Rehabilitation for Foot Conditions
Although the methods used to treat foot injuries vary, rehabilitation is always necessary after the initial treatment, to restore full movement and mobility to the foot and ankle and help the patient return to all usual activities. After the foot has healed from the initial treatment and patients can bear weight on the joint, a physical therapy regimen is implemented to strengthen muscles and increase mobility. Rehabilitation often takes three forms:
- Pain management to decrease discomfort
- Physical therapy to increase strength and mobility
- Occupational therapy to help perform day-to-day activities
Without proper rehabilitation, complications such as chronic pain, inflammation and weakness may cause difficulty walking and performing physical activities.
If the foot injury does not require surgery, it may be treated with a removable brace, and patients are typically advised not to put any weight on the foot for about 6 weeks. If necessary, a physical therapist will help the patient to walk safely using crutches, a walker, or other assistive device. Once the brace has been removed and patients can begin moving the foot and ankle, physical therapy and home exercise are extremely important for a full recovery. Physical therapy treatments may include:
- Muscle-strengthening exercises
- Gradual weight-bearing activities
- Range-of-motion exercises
- Balance training
A physical therapist may create a tailored treatment plan, based on the patient's physical job requirements or athletic activities. Recovery times vary for each patient, depending on the severity of the injury.
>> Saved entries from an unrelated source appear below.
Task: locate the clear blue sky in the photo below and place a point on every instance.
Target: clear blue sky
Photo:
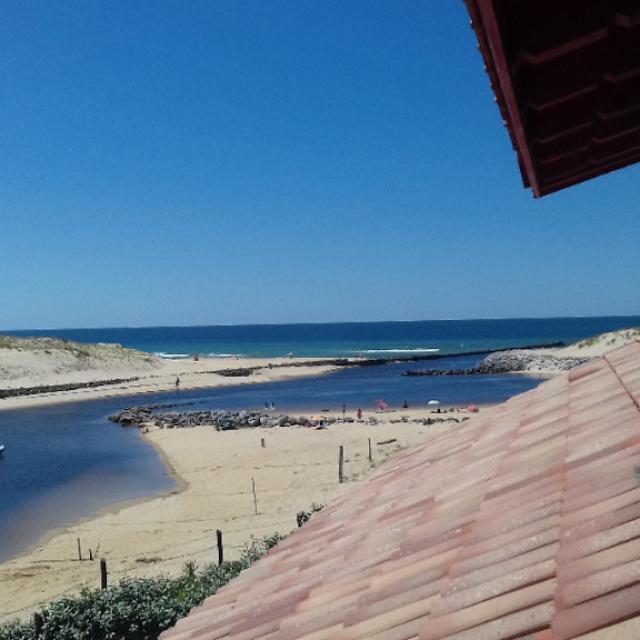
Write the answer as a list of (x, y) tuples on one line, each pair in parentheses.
[(182, 162)]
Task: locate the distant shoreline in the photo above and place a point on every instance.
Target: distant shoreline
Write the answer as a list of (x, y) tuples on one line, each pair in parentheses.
[(240, 370)]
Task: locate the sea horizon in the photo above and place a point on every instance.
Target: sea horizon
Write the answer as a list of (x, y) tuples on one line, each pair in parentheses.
[(343, 339)]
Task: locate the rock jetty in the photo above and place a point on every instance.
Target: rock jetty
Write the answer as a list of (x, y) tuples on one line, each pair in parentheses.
[(511, 361), (148, 416)]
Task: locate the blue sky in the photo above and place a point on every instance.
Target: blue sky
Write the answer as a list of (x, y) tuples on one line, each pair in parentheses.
[(178, 163)]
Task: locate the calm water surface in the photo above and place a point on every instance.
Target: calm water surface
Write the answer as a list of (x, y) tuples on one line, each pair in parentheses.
[(65, 462)]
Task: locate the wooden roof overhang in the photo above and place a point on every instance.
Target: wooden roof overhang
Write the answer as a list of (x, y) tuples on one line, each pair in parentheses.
[(566, 76)]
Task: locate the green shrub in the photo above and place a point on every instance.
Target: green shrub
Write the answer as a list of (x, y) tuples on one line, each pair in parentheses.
[(135, 609)]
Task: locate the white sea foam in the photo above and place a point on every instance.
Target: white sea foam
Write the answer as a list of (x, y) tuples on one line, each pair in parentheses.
[(398, 350)]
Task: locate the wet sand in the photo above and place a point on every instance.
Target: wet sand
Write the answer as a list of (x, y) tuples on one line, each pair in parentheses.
[(298, 467)]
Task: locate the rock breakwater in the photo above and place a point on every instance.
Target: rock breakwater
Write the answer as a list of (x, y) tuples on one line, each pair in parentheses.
[(148, 416)]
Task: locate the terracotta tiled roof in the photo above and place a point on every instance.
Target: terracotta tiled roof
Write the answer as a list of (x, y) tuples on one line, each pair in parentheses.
[(524, 523)]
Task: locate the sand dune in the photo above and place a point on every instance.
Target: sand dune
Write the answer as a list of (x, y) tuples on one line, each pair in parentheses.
[(40, 362)]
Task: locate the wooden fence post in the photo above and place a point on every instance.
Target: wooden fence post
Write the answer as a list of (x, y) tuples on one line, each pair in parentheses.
[(255, 498), (38, 623), (220, 548), (103, 573)]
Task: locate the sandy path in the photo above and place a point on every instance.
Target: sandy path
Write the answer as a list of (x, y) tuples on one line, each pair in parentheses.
[(297, 467)]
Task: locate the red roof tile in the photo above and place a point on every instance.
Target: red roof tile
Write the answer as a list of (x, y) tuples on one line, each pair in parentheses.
[(522, 523)]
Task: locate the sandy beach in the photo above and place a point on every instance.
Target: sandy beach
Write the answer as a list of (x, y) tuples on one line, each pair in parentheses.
[(297, 467), (161, 376)]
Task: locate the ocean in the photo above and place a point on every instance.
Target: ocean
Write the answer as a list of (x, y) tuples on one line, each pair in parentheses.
[(372, 339)]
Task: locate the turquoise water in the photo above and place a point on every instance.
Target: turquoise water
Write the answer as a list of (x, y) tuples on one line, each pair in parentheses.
[(374, 339)]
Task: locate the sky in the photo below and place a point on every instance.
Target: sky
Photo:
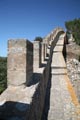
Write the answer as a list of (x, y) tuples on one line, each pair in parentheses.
[(31, 18)]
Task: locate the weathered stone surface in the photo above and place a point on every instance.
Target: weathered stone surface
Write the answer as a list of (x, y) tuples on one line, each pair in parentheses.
[(20, 62), (22, 102)]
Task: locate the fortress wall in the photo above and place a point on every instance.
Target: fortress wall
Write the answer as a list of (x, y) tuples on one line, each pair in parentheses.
[(20, 62), (37, 104)]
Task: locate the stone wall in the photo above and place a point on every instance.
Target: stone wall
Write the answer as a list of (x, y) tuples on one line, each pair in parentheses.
[(28, 64), (20, 62)]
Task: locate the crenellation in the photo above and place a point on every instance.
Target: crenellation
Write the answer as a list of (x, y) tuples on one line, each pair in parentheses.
[(34, 71)]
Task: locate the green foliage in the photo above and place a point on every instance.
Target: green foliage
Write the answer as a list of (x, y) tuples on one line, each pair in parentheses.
[(38, 39), (74, 28), (3, 73)]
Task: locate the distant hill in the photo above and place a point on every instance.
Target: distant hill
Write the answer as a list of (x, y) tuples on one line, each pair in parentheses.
[(3, 74)]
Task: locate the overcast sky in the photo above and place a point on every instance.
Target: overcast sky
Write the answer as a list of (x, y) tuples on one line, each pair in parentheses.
[(31, 18)]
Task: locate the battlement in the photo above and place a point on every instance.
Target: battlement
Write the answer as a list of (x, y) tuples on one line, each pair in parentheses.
[(30, 69)]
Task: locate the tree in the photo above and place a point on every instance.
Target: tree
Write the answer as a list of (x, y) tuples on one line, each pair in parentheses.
[(73, 27)]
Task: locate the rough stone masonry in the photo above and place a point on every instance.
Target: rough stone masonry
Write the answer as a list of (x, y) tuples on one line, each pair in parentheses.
[(32, 67)]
Rehabilitation After Surgery
Rehabilitation after surgery is often a slow and cautious process. After surgery, the foot is put in a cast or set in a brace for about 6 weeks. A physical therapist works with the patient to make sure that he or she is using crutches safely. The patient may not be able to bear weight on the ankle for up to 12 weeks. Initial physical therapy treatments may focus on controlling pain and swelling with the use of ice or electrical stimulation treatments. Massage may also be used to ease muscle pain.
Physical therapy exercise treatments focus on improving range of motion without putting excessive strain on the healing bone or ligaments. As healing progresses, muscle-stengthening exercises, range-of-motion exercises and balance training may all be used to increase movement and mobility. Full recovery after surgery may take up to 6 months.